When we think of a database, we usually imagine something like the SQL model: a collection of tables containing a set of columns and perhaps one or two indexes, hidden behind a command language. You ask the database a question about the facts held in the tables, and the database responds with a set of records answering the question. A client library manages talking to the database over the network and all aspects of transforming its protocol and result format into simple types useful from within the user’s programming language.

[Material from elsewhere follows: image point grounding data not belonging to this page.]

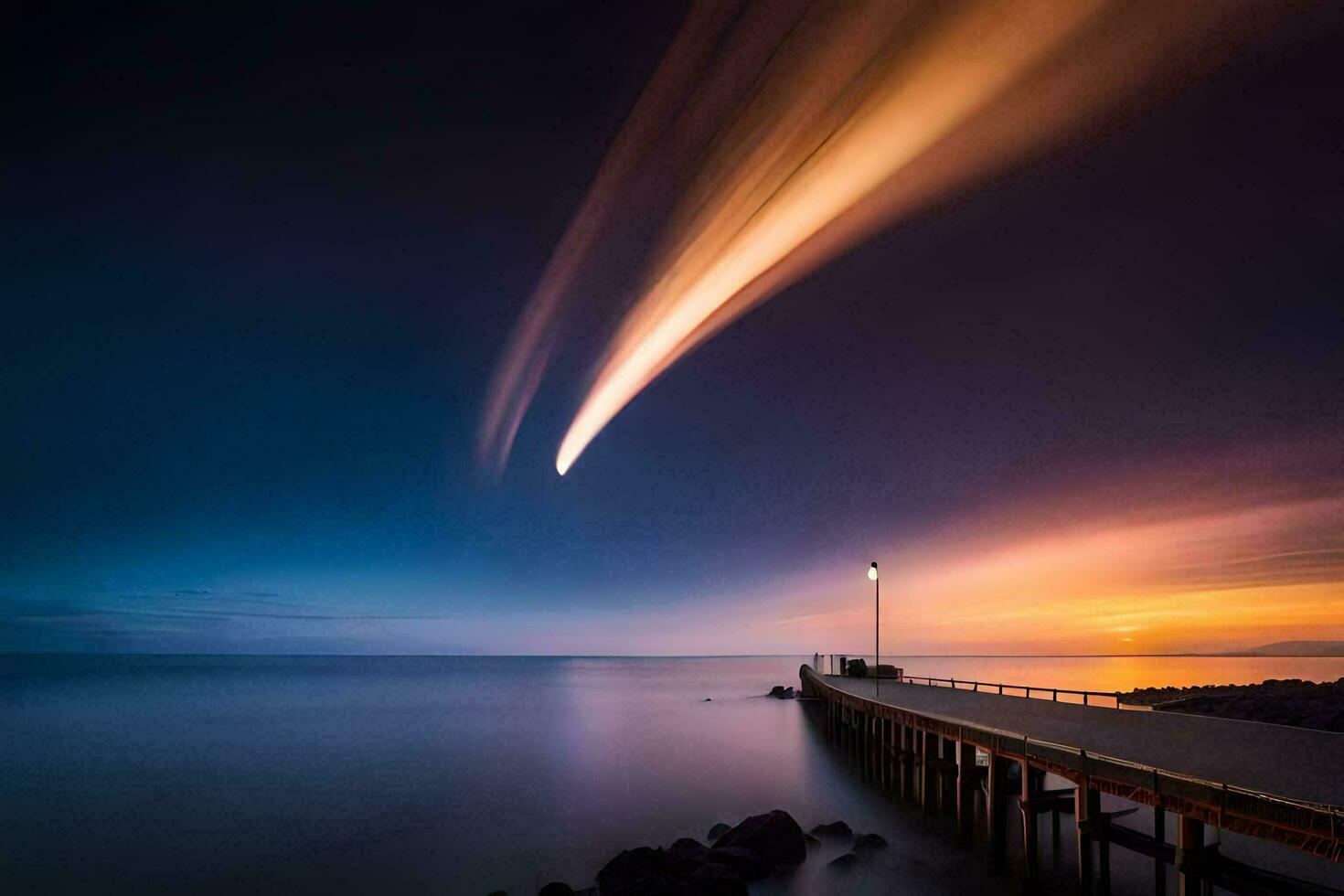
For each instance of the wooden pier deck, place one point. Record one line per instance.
(943, 746)
(1295, 763)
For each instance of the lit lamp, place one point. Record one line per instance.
(877, 606)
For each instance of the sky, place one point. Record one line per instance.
(261, 265)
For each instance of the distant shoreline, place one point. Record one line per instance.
(1241, 655)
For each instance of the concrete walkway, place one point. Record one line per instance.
(1285, 762)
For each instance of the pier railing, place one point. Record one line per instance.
(1310, 827)
(1035, 692)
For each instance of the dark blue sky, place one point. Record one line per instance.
(258, 265)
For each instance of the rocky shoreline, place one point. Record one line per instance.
(757, 848)
(1287, 701)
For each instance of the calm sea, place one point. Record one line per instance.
(452, 774)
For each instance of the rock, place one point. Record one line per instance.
(712, 879)
(835, 830)
(686, 855)
(773, 836)
(743, 861)
(655, 885)
(869, 842)
(632, 869)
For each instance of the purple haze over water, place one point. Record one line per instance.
(449, 774)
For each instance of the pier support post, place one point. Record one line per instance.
(907, 746)
(1158, 865)
(1086, 805)
(1189, 841)
(929, 763)
(997, 806)
(1029, 821)
(966, 784)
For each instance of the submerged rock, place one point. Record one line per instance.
(712, 879)
(869, 842)
(774, 837)
(834, 830)
(746, 863)
(687, 853)
(634, 869)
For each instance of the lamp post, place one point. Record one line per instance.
(877, 624)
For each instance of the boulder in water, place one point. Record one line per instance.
(743, 861)
(634, 869)
(712, 879)
(773, 836)
(869, 842)
(834, 830)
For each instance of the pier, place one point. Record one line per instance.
(943, 746)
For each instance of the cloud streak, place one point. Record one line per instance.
(857, 114)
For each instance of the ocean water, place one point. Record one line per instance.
(456, 774)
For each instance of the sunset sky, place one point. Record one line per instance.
(261, 266)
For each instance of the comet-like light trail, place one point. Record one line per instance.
(794, 131)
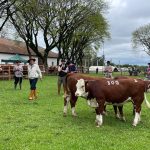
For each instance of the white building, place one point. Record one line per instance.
(9, 48)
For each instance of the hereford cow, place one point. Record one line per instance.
(115, 92)
(69, 96)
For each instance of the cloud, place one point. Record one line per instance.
(124, 17)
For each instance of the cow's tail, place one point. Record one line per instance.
(146, 101)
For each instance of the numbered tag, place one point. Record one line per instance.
(113, 82)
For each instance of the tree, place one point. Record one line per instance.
(141, 37)
(87, 28)
(5, 13)
(62, 24)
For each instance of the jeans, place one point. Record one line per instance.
(33, 83)
(18, 79)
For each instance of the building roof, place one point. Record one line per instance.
(8, 46)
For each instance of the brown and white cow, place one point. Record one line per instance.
(115, 92)
(71, 81)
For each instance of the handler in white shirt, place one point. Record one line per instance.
(18, 74)
(34, 73)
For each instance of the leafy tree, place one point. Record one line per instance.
(69, 25)
(141, 37)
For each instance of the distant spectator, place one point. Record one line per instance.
(148, 71)
(18, 74)
(97, 70)
(71, 67)
(62, 72)
(34, 73)
(1, 68)
(130, 71)
(108, 70)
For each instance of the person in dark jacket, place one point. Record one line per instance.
(71, 67)
(18, 74)
(62, 72)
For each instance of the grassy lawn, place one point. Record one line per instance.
(40, 125)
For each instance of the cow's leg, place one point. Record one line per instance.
(66, 101)
(121, 113)
(99, 113)
(105, 111)
(73, 103)
(137, 117)
(116, 112)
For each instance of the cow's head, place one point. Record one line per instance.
(81, 88)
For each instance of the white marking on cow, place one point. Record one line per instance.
(118, 104)
(93, 103)
(146, 101)
(136, 119)
(73, 111)
(113, 82)
(135, 80)
(65, 109)
(118, 116)
(88, 102)
(66, 106)
(81, 88)
(99, 120)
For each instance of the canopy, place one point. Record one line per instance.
(14, 59)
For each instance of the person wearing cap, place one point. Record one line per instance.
(34, 73)
(18, 74)
(62, 72)
(148, 72)
(108, 70)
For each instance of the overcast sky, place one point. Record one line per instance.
(124, 17)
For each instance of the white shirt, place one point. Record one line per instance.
(34, 71)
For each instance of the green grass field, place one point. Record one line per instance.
(40, 125)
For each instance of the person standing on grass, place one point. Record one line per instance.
(108, 70)
(71, 67)
(18, 74)
(148, 72)
(62, 72)
(34, 73)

Database systems provide a huge set of features that are often taken for granted, underused or misunderstood entirely. A specific example of this is the query planner: an often large, highly generalized, and complex component responsible for deciding on the best approach to read facts from the tables, and which (if any) indexes defined seem to apply usefully to the query. For the common case of simply having some component that knows how to store data, and how to quickly answer a small, fixed set of basic questions about that data, a complete database system might be a rather large hammer for a small nail, depending on the application.
There is also a high upfront cost associated with using a traditional database system. Before data can be stored a schema must be designed, and its implementation managed somehow. This may entail writing a set of DML scripts full of CREATE TABLE statements, or spending an afternoon reading your Object-Relational Mapper’s documentation to discover the precise set of incantations required to represent a simple string or define a relationship.
This fixed cost is a large part of what originally motivated the use of NoSQL systems: conceptually since there is no schema at all, no design and implementation step is required. One begins a NoSQL project by simply writing out some data, and so it is quite compatible with fast prototyping, shipping early, and minimal effort designs.
Beneath every database there are one or more storage engines responsible for persisting data durably, and using a method that allows existing data to be quickly located. Much of a database’s complexity is dedicated to the task of taking high-level questions posed by the user, and mapping them into fundamental operations against a storage engine.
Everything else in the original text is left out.